Ah, Facebook, where would I be without you? Well, probably still single, for one thing. (I met my husband on Facebook. OK, shaddup.) As if there weren’t already enough methods of online communication out there to begin with, we needed one more. And only for college types. OK, fine. I had avoided things like Xanga and MySpace because they seemed to attract a younger bunch, and that just wasn’t my thing. I had just started grad school when my university got Facebook, and I thought it was a perfect opportunity to stay in touch w/ friends from undergrad and network with friends in grad school.

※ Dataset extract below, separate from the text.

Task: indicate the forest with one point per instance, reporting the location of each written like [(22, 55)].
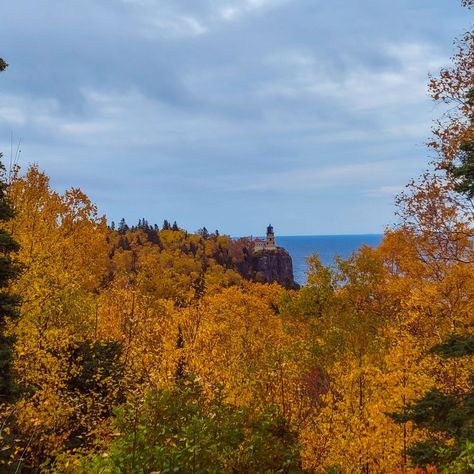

Well, that was all good, but then they allowed high school students to join. Mmmm, OK, iz not so gret. These were the very same people I was trying to avoid. Then people who worked for various companies could join. And then just anybody could join. Then they started adding all these obnoxious applications. No, I don’t give a shit what your horoscope says, nor do I want to plant anything on my profile, thankyouverymuch. Pretty soon, Facebook got wayyyy out of hand. There were stories about people getting into hot water over pictures of a questionable nature on their profiles.
In my own life, I found Facebook became more of an irritant than a tool in my life. Friends would use FB as a communication crutch rather than pick up the phone, or (horrors!) talk to me in person. In a society where one can feel increasingly alienated, the last thing I wanted was another means of avoiding human, real-time contact. Now, I feel like I’ve discovered its role in my life: a supplement to communication with my “real” friends. I have fewer than 100 friends on Facebook. Compared to many people, this is a shockingly low number. My rules are simple:
- I have to actually know you.
- I have to actually be your friend, relative, or co-worker in real life.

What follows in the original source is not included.